Hold the phone. You're going to want this as well.

Popeye is another series where I'm well behind the current editions - this is about a year old and the third book is due out soon, but as I'm not gettin' comp copies from anybody, you just have to take 'em as you get 'em. This second edition of Segar's old newspaper strip features Thimble Theatre stories from the early 1930s, and is about equally split with about 90 pages of dailies and 80 pages of Sundays. The dailies tell one amazingly fun continuity where Popeye and Olive go west to manage a ranch deep in criminal badlands, and get drafted to stratergerize a war between two dingbat kingdoms somewhere in the Mediterranean or someplace. The Sundays tell a separate continuity on the homefront where, when he's not being set up for another completely ridiculous prize fight, Popeye's wooing his lady love and eating at the greasiest greasy spoon you've ever seen, and arguing politicks with the owner while the friendless layabout Mr. Wimpy tries to get hamburgers on credit.

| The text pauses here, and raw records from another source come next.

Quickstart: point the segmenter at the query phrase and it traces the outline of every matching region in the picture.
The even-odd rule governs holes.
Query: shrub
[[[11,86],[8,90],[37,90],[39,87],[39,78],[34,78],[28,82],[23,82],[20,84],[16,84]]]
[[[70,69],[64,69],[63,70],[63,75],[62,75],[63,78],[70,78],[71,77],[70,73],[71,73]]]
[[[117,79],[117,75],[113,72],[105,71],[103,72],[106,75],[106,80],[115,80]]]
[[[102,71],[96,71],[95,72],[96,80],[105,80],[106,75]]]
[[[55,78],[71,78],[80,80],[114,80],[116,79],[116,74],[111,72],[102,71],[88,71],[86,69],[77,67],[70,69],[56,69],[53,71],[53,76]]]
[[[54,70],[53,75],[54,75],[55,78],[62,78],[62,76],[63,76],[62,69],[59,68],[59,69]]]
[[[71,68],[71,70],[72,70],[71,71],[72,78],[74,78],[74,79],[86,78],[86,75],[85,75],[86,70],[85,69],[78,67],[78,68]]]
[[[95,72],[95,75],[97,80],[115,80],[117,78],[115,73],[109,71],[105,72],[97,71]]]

It is completely addictive, totally silly, and some of the most emphatically laugh-out-loud material I've sat down to read in ages. I knew this going in; the first volume completely knocked out that considerable stack of skepticism I'd built up over the years, thinking the comic was anything like the mediocre cartoon series. I wish it was not worth wasting space restating in the future, but I fear it'll take a while for the word to get out: don't judge these comics based on all the immunity you'd built up over the years to those godawful King Features cartoons stacked up on your UHF channel afternoons in the late 70s when you were waiting for something good to come on.

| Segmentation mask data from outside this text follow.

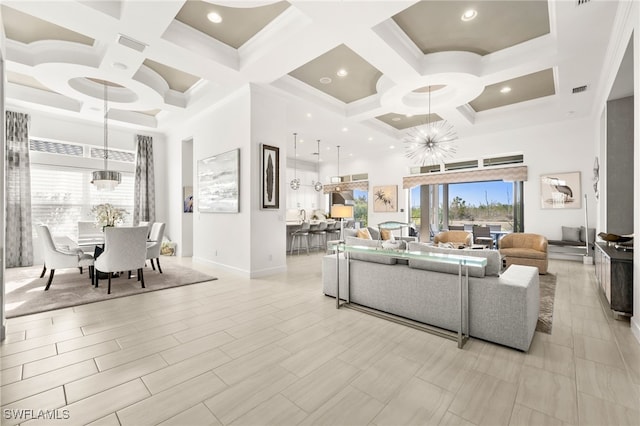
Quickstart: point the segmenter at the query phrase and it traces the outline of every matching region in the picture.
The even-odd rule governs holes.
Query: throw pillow
[[[580,228],[563,226],[562,241],[580,241]]]
[[[393,235],[393,232],[391,232],[389,229],[381,229],[380,230],[380,235],[382,236],[382,239],[384,241],[386,241],[386,240],[395,241],[396,240],[396,237]]]
[[[363,238],[365,240],[371,240],[371,234],[367,228],[360,228],[356,231],[356,237]]]
[[[372,240],[380,239],[380,231],[378,231],[378,228],[374,228],[373,226],[367,226],[367,229],[369,230],[369,235],[371,235]]]
[[[580,241],[582,242],[586,242],[587,241],[587,231],[589,232],[589,243],[593,244],[596,241],[596,229],[595,228],[589,228],[588,230],[585,230],[584,226],[580,227]]]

The print Popeye was a totally different beast, full of bizarre wordplay, plot twists, spectacular sight gags, and the fantastic lead character, swaggering without compromise as he socks and bludgeons his way through an unbelievable enemies' list. Two-fisted violence never looks quite so hilarious as when Popeye lays somebody out among the swee'peas, and the panels of Wimpy standing on a lunch counter shouting "HEY!" while Popeye and Roughneck scream at each other how Congress never helps either sailors or restauranteurs make me chuckle just thinking about them. Actually, the best thing in the book might be a surprising, yet simple, Sunday strip in which Wimpy pilfers sixty cents from the cash register. Jesus, this is a good book. Does the third volume ship this week?